Où l’on (re)découvre qu’il existe, en droit de l’Union, une Temporary Protection Directive, soit la directive 2001/55/CE du Conseil du 20 juillet 2001 relative à des normes minimales pour l’octroi d’une protection temporaire en cas d’afflux massif de personnes déplacées et à des mesures tendant à assurer un équilibre entre les efforts consentis par les États membres pour accueillir ces personnes et supporter les conséquences de cet accueil.
C’est ce texte qui a été activé par la décision d’exécution (UE) 2022/382 du Conseil du 4 mars 2022, constatant l’existence d’un afflux massif de personnes déplacées en provenance d’Ukraine, au sens de l’article 5 de la directive 2001/55/CE, et ayant pour effet d’introduire une protection temporaire. Son article 1er dispose ainsi : « L’existence d’un afflux massif dans l’Union de personnes déplacées qui ont dû quitter l’Ukraine en raison d’un conflit armé est constatée. »
Pourquoi faut-il que l’on évoque ce droit de « protection temporaire » dans une chronique relative aux moyens et services de paiement ? Pour cette raison, précisément, que la déclaration rapportée de l’EBA y attache des conséquences importantes – manifestement non prévues par les textes précités – en termes d’« inclusion financière » ; que, de surcroît, les mesures « positives » qui y sont évoquées (droit d’accès à un compte de paiement) viennent contrebalancer, en quelque sorte, le versant « négatif » des sanctions financières frappant la Russie et la Biélorussie1.
Un effet inattendu
de la directive de 2001
Surtout, donc, que l’Autorité bancaire européenne tire de la directive de 2001 un effet inattendu : « This Directive gives refugees from Ukraine temporary EU residency and an associated right to access and use a payment account with basic features in line with Article 16 of the Payment Accounts Directive (2014/92/EU, PAD). »
Or la directive de 2001 ne contient absolument pas un tel volet financier. Il n’y est nullement dit que l’attribution d’une « résidence » temporaire emporte octroi d’un droit au compte. Quoi qu’il en soit, l’article 16 (relatif aux « droits d’accès à un compte de paiement assorti de prestations de base ») de la directive Comptes de paiement se retrouve en première ligne. Son paragraphe 2 dispose notamment : « Les États membres veillent à ce que les consommateurs résidant légalement dans l’Union, en ce compris les consommateurs qui n’ont pas d’adresse fixe, les demandeurs d’asile et les consommateurs qui n’ont pas de permis de séjour mais dont l’expulsion est impossible pour des raisons légales ou pratiques, aient le droit d’ouvrir un compte de paiement assorti de prestations de base auprès d’établissements de crédit situés sur leur territoire et le droit de l’utiliser. Ce droit s’applique indépendamment du lieu de résidence du consommateur2. »

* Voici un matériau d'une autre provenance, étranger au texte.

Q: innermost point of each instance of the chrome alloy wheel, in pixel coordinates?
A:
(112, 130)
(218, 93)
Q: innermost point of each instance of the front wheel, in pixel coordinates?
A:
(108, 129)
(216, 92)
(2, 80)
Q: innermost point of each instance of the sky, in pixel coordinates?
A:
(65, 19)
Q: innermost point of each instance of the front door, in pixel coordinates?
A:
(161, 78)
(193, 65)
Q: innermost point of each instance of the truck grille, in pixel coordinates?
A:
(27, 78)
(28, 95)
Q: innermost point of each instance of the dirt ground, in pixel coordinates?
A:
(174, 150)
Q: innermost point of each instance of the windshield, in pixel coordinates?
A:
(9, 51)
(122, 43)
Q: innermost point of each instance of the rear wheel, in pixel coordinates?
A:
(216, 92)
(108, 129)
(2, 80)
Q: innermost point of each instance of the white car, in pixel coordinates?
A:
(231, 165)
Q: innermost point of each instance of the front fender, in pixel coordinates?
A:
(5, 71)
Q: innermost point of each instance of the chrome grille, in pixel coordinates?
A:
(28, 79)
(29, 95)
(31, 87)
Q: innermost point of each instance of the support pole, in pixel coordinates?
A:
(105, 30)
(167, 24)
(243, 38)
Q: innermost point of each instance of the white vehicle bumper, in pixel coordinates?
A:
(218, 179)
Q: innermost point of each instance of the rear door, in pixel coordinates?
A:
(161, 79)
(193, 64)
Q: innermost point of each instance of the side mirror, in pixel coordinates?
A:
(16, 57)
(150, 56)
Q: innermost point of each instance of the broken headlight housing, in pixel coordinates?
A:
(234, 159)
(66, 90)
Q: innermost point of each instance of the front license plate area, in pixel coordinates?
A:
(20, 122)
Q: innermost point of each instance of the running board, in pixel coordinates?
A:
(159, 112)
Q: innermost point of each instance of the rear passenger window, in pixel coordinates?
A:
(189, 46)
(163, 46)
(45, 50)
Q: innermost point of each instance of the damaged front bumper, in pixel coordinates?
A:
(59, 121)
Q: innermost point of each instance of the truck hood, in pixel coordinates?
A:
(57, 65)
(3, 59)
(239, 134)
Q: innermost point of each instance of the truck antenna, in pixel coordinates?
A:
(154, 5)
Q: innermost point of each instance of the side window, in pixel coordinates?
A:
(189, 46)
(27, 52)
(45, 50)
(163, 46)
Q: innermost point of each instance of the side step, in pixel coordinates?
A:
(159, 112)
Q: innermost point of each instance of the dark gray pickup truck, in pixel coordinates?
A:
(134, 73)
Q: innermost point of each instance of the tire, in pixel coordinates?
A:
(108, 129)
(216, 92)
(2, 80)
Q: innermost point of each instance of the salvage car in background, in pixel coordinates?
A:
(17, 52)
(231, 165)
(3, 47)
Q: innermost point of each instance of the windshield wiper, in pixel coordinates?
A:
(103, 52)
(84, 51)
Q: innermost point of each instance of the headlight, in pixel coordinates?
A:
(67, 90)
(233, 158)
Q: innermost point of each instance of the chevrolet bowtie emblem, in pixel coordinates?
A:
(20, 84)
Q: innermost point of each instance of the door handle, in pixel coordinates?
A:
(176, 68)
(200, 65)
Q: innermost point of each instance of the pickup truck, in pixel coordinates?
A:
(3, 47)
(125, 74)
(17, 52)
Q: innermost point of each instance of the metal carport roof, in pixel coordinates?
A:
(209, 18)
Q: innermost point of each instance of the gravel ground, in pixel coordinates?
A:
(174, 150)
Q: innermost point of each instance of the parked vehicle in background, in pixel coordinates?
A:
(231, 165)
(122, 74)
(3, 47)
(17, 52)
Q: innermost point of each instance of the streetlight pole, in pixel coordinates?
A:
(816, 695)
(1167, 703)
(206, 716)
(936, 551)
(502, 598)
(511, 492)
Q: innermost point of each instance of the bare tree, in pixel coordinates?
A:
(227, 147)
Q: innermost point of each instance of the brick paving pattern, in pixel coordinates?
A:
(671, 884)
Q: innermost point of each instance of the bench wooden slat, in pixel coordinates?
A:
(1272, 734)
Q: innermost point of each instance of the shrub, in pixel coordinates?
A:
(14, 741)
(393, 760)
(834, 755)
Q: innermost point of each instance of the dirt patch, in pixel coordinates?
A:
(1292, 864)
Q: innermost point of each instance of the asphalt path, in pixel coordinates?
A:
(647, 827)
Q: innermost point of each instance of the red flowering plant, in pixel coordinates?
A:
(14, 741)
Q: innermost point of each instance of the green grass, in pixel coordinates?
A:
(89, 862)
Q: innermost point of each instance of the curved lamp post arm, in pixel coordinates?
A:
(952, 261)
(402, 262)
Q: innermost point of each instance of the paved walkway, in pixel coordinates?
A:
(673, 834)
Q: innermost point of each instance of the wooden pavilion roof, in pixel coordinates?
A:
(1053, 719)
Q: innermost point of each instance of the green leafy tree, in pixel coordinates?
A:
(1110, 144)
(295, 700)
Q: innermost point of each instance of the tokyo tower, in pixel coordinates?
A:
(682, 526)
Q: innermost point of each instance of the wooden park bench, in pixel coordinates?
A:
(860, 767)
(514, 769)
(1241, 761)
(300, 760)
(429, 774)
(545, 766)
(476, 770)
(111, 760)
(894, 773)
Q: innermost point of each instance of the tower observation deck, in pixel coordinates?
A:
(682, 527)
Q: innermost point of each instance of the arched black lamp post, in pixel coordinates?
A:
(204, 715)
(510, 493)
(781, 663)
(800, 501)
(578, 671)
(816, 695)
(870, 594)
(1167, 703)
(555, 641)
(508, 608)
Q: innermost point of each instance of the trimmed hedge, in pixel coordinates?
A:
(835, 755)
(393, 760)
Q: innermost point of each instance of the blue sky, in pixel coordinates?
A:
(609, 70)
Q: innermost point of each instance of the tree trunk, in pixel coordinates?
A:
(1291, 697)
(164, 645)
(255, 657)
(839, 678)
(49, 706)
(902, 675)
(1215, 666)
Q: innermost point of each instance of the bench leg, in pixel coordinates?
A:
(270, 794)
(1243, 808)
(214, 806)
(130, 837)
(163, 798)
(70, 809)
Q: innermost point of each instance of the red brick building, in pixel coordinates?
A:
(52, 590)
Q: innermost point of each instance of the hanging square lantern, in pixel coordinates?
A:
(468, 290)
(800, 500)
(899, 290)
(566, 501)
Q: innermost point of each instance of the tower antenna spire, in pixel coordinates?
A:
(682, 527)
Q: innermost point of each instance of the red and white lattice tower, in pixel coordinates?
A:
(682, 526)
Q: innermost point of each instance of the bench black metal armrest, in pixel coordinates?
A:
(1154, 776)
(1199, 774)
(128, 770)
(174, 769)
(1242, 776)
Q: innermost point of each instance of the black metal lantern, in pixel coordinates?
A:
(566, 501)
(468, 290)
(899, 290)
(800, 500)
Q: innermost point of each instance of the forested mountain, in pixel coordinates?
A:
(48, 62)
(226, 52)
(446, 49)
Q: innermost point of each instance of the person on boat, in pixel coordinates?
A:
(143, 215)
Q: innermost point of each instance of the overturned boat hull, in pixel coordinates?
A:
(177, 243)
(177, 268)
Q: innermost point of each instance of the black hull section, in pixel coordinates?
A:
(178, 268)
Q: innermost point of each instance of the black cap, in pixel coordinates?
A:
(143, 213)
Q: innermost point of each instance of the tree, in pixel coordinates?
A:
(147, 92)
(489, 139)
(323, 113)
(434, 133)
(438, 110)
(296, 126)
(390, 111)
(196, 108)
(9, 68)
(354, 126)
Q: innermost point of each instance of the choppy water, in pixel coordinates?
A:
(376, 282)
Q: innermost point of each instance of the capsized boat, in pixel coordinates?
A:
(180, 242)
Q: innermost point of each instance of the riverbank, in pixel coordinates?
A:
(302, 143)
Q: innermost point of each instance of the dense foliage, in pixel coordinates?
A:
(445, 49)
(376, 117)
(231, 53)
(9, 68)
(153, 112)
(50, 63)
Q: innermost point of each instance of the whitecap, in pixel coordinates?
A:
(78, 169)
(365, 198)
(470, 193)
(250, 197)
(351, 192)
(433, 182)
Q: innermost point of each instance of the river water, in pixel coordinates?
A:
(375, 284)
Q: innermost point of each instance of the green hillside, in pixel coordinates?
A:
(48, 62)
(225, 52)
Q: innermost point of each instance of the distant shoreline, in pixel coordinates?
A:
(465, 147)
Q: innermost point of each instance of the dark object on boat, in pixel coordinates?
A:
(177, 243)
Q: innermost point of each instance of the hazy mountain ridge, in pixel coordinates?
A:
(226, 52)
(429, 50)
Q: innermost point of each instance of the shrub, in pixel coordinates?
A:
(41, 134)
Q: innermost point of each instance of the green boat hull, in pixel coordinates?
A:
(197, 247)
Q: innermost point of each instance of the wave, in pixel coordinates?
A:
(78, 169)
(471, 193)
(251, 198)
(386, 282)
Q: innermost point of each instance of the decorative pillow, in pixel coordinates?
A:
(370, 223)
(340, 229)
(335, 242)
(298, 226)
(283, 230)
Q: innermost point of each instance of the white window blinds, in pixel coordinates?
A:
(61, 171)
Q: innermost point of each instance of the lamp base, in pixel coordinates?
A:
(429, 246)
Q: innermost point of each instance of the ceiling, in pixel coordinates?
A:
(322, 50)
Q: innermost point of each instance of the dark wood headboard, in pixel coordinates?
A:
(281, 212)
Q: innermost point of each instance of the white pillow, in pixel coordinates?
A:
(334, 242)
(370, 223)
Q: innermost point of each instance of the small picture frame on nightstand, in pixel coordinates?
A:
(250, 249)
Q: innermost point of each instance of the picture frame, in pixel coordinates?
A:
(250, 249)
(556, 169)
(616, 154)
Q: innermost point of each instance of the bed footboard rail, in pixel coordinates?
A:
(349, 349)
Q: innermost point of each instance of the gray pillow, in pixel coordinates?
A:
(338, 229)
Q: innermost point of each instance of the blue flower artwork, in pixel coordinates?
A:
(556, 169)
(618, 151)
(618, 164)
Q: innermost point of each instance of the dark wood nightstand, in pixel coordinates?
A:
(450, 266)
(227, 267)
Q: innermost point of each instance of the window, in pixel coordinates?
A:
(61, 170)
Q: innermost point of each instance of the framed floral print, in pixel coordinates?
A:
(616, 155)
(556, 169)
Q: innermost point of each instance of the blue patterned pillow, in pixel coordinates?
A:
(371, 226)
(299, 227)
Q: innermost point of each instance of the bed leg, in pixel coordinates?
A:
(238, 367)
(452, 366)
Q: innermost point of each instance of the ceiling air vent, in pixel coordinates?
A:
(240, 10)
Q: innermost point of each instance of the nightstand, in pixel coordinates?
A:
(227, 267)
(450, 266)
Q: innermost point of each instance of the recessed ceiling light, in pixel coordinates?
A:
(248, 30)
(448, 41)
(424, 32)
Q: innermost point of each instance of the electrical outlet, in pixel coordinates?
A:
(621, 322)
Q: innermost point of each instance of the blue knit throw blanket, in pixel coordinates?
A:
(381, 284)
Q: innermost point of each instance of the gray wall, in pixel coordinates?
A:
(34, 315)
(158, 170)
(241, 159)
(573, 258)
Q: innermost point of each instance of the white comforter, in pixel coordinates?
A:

La « bonté » du superviseur bancaire européen n’est cependant pas sans limite, dès lors que l’ouverture et l’utilisation d’un compte de paiement de base (en ce compris les cartes prépayées et les transferts d’argent) sont sans préjudice des obligations de lutte contre le blanchiment des capitaux et le financement du terrorisme (LCB-FT) auxquelles les établissements de crédit doivent (continuer de) se conformer. Pour autant, est-il précisé : « The EBA considers that compliance with AML/CFT obligations should not lead to the financial exclusion of legitimate customers. This is because the EU’s AML/CFT framework is sufficiently flexible to allow financial institutions to comply with their AML/CFT obligations effectively in different ways. »
De la flexibilité de la réglementation LCB-FT
« Flexible », la réglementation européenne LCB-FT ? Ce n’est pas le qualificatif qui nous serait apparu le plus naturel, quelles que soient les possibilités d’appliquer des mesures de vigilance simplifiées3 ou de retarder le KYC des clients, en accord avec les orientations de l’EBA sur les facteurs de risque de blanchiment de capitaux et de financement du terrorisme4. Si bien que la présente déclaration se conclut par ces mots plus qu’ambivalents : « The EBA also emphasises, in line with the European Commission, that achieving compliance with the EU’s financial sanctions regime should not lead to the financial exclusion of legitimate and potentially vulnerable customers, including customers with links to Russia or Belarus that are legally resident in the EU. It should also not hamper efforts by EU organisations, including non-governmental organisations, to provide humanitarian relief in those areas. » Et l’Autorité de renvoyer, à cet égard, à son précédent avis relatif au de-risking5.
Le de-risking, donc, vaste sujet, qui méritera que l’on s’y intéresse à part entière.